It is September, and earnest poll-gazing is premature, to say the least. But a month into the season, is it too much to ask the AP, coaches and Harris polls reflect the slightest shred of common sense?

LSU is No. 4. Because ... ? The Tigers are not only playing mediocre football right now, going to the wire to beat Washington and Mississippi State on either end of ho-hum wins over Vanderbilt and Louisiana-Lafayette, but they don't even have that much inertia in their favor: This was an 8-5 team that had to stage a frantic comeback against Troy to fend off a full-fledged, four-game November slide last year, had a losing conference record and didn't even make it into the final top 25. This year, the Tiger offense currently ranks 105th nationally and needed an interception return, a punt return and a goal line stand to get out of Starkville unscathed.

How does a statistically average team with no particularly impressive wins to offset two extremely sketchy ones, coming off a thoroughly mediocre season, land in everyone's top five?
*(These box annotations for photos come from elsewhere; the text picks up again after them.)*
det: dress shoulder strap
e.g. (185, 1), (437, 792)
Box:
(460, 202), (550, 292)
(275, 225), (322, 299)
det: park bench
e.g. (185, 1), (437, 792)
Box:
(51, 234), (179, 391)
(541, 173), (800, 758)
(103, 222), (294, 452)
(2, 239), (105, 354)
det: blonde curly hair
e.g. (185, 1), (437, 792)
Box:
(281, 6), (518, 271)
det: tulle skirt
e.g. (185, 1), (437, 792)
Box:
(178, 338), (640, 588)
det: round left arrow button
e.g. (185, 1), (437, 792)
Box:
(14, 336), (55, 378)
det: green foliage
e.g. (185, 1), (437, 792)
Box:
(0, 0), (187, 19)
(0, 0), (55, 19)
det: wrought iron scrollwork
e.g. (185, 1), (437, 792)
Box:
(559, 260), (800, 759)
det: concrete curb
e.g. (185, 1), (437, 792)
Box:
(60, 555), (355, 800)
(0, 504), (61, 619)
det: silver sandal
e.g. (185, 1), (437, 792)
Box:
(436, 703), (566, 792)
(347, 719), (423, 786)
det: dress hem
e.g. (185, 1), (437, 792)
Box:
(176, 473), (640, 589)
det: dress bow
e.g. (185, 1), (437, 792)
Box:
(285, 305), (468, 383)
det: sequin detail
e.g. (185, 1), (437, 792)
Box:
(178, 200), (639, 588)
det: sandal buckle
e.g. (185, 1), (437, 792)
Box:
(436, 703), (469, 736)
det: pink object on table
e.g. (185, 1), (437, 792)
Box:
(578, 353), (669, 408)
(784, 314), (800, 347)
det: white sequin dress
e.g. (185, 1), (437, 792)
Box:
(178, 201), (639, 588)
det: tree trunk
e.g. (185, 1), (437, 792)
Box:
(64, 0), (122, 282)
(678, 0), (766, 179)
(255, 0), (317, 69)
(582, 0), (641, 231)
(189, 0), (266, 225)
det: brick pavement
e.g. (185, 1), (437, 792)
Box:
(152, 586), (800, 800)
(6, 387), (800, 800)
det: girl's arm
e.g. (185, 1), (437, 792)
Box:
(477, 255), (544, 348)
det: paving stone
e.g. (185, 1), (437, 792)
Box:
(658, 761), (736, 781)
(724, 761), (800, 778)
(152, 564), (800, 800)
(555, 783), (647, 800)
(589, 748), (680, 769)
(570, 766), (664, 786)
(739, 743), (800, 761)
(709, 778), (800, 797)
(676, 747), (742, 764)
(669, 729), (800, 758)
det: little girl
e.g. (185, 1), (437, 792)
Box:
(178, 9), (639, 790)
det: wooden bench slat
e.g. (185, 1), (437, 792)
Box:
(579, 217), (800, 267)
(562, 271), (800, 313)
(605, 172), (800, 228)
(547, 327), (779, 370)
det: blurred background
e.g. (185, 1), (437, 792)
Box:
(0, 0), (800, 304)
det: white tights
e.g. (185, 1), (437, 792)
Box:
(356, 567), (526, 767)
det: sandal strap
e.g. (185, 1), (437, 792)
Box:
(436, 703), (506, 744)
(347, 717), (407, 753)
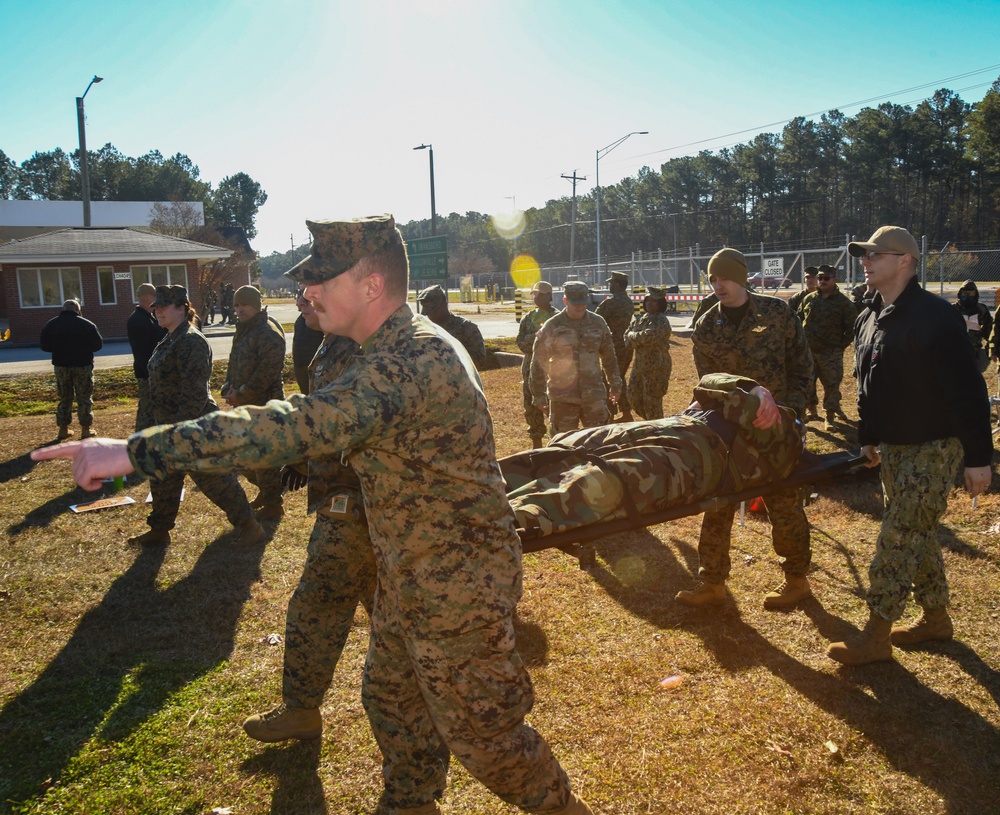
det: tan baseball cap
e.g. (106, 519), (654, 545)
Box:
(847, 226), (920, 260)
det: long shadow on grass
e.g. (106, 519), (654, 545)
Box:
(591, 533), (1000, 815)
(0, 535), (264, 802)
(240, 739), (327, 815)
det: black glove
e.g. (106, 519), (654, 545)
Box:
(281, 464), (309, 492)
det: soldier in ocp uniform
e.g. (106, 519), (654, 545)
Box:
(500, 374), (802, 534)
(39, 216), (592, 815)
(594, 272), (635, 422)
(798, 263), (858, 430)
(625, 286), (673, 419)
(531, 280), (622, 435)
(222, 286), (285, 520)
(417, 286), (487, 370)
(129, 286), (267, 546)
(676, 249), (813, 610)
(517, 280), (556, 447)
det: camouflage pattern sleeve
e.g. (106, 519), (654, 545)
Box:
(147, 323), (216, 424)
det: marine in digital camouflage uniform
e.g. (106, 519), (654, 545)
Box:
(222, 286), (285, 520)
(500, 374), (802, 534)
(417, 286), (487, 370)
(116, 216), (591, 815)
(625, 288), (673, 419)
(530, 281), (622, 435)
(517, 280), (556, 447)
(594, 272), (642, 422)
(827, 226), (993, 665)
(677, 249), (812, 609)
(139, 286), (256, 544)
(798, 264), (858, 430)
(243, 324), (375, 742)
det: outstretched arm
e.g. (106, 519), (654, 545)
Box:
(31, 439), (135, 490)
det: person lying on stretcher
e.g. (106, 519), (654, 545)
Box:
(500, 374), (802, 535)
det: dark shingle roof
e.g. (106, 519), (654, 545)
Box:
(0, 227), (232, 263)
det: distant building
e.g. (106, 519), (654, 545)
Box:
(0, 228), (234, 345)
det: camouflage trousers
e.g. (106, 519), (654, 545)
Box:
(135, 379), (156, 431)
(549, 402), (611, 436)
(240, 469), (284, 506)
(807, 351), (844, 413)
(698, 489), (812, 583)
(361, 613), (570, 813)
(868, 438), (962, 621)
(608, 348), (635, 418)
(521, 364), (546, 439)
(146, 472), (253, 531)
(54, 365), (94, 426)
(281, 515), (375, 708)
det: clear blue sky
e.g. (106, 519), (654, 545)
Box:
(0, 0), (1000, 255)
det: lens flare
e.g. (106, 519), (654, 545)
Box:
(510, 255), (542, 289)
(493, 210), (525, 241)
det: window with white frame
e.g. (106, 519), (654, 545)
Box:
(17, 266), (83, 308)
(132, 263), (187, 303)
(97, 266), (118, 306)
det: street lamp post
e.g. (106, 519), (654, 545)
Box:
(76, 74), (104, 226)
(594, 130), (649, 275)
(413, 144), (437, 235)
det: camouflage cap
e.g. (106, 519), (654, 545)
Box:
(233, 286), (263, 309)
(417, 286), (448, 308)
(847, 226), (920, 260)
(151, 286), (188, 306)
(563, 280), (590, 306)
(285, 215), (398, 285)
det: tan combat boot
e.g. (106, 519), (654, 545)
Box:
(826, 612), (892, 665)
(243, 702), (323, 744)
(128, 529), (170, 546)
(674, 581), (726, 608)
(890, 608), (955, 646)
(237, 515), (267, 546)
(764, 574), (812, 611)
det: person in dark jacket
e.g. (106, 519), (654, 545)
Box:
(125, 283), (167, 430)
(827, 226), (993, 665)
(955, 280), (993, 371)
(39, 299), (104, 441)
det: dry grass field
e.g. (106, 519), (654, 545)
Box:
(0, 339), (1000, 815)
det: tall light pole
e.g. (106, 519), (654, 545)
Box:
(594, 130), (649, 274)
(413, 144), (437, 235)
(76, 74), (104, 226)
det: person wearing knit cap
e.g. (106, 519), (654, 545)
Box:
(222, 286), (285, 521)
(125, 283), (167, 430)
(676, 249), (813, 610)
(827, 226), (993, 665)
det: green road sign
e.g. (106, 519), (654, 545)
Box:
(406, 235), (448, 280)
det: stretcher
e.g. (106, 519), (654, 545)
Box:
(517, 451), (868, 569)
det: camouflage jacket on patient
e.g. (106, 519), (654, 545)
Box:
(500, 374), (802, 534)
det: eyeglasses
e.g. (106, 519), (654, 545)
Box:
(864, 251), (906, 260)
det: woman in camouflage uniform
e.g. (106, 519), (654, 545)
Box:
(129, 286), (267, 545)
(625, 288), (673, 419)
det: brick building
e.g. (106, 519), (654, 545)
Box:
(0, 227), (233, 345)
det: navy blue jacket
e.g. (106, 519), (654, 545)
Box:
(854, 278), (993, 467)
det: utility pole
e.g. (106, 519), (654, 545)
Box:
(562, 170), (587, 266)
Is anyone paying attention?

Oklahoma is No. 8. Because ... ? Those are some impressive wins over Idaho State and, uh, Tulsa. But until further notice (i.e. this Saturday's game at Miami), the Sooners should be defined mainly right now by their loss to BYU; they rank at least 10 positions ahead of the Cougars in all three polls, and I can't think of any persuasive argument based on anything that's happened on the field that they should be even one spot ahead.

The coaches rank Oklahoma State ahead of Houston. Obviously they weren't very impressed by the Cougars' win against Texas Tech, nor the Cougars' win at -- Who was that again? Oh, right -- Oklahoma State. Tulsa: That's where ya make yer move, kids.
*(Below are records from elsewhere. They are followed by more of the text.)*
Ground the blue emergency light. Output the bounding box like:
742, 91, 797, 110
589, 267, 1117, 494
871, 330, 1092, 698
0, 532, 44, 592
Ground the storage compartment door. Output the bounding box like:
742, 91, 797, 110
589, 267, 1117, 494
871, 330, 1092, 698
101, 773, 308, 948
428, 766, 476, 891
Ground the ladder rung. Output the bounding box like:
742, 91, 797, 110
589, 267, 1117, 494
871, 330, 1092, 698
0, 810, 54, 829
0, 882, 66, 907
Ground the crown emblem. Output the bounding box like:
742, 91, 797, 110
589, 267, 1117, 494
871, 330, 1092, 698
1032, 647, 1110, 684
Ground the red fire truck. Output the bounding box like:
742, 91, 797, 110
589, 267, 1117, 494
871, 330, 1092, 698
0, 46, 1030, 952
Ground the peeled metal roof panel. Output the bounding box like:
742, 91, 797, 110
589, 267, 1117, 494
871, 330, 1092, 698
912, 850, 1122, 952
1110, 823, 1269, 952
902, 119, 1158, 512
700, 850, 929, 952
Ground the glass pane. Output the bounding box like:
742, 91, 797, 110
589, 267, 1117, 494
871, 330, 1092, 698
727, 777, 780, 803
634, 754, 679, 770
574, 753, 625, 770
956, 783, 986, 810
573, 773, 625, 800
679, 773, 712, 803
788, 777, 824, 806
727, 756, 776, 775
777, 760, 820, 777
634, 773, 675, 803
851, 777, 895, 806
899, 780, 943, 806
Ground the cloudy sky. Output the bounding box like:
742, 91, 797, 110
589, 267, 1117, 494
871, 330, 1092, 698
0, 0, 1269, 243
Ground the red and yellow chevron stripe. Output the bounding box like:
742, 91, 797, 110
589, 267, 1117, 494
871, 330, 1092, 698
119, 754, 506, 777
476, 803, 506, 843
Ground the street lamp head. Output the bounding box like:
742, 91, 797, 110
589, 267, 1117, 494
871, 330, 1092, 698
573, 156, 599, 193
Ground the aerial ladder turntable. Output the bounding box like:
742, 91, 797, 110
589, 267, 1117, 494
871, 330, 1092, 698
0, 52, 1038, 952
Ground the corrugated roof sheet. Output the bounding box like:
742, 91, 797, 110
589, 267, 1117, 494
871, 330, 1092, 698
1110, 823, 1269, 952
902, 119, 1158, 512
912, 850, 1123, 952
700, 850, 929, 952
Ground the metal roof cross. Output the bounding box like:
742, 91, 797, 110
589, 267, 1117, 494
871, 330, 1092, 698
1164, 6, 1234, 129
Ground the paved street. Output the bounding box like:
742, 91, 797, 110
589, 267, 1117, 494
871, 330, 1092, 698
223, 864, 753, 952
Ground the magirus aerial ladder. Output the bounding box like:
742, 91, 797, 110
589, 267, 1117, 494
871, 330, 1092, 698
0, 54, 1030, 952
The coaches and Harris polls rank Penn State ahead of Iowa. One-loss Penn State, which has beaten Akron, Syracuse and Temple in State College, is No. 13 in the coaches' ballots; undefeated Iowa, which has beaten Penn State in State College, is No. 17. They're No. 12 and No. 14, respectively, in the Harris Poll.
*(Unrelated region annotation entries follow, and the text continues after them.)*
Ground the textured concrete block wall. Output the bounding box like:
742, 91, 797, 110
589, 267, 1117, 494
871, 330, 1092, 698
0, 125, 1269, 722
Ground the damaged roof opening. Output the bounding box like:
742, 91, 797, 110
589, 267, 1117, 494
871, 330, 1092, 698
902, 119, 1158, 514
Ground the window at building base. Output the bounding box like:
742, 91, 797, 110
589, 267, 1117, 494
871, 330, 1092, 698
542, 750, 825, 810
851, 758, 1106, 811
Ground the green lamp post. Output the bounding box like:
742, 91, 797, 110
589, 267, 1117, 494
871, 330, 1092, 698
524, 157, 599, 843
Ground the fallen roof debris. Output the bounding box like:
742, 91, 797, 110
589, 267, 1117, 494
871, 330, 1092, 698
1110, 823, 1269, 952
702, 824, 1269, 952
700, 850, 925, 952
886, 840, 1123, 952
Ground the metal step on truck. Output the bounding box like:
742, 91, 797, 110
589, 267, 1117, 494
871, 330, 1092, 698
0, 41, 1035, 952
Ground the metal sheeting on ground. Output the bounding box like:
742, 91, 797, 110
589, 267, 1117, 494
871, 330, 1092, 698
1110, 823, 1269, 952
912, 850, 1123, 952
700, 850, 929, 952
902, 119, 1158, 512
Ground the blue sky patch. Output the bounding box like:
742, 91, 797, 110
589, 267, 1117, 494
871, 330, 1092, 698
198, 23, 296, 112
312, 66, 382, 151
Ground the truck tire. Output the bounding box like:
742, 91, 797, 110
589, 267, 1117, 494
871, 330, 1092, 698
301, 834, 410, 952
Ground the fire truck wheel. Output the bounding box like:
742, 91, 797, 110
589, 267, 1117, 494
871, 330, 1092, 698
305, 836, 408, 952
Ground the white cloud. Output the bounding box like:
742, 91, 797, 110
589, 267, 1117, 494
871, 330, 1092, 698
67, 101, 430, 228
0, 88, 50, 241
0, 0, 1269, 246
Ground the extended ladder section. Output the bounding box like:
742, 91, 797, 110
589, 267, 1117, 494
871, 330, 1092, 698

The coaches and Harris rank Cal ahead of Oregon. The coaches and/or the SIDs filling out their ballots clearly do not care about the results of actual games. These people determine two-thirds of the final BCS standings, folks.

All three polls rank Ole Miss ahead of South Carolina. The demons of inertia strike again. Carolina not only thoroughly outplayed Ole Miss in a convincing win last Thursday, but also has two other wins (over N.C. State and Florida Atlantic) better than either of the Rebels' two victories (over Memphis and Southeast Louisiana). Hell, I'd take the Gamecocks' last-second loss at Georgia over beating Memphis and Southeast Louisiana, too, but I've always been too interested in obscure details like "quality of opponents." The 3-1 Gamecocks don't appear in any of the polls.

Kansas State has two points in the Harris Poll. Somebody is either very good buddies with Bill Snyder or very impressed with the 2-2 Wildcats' victories over I-AA UMass and Tennessee Tech.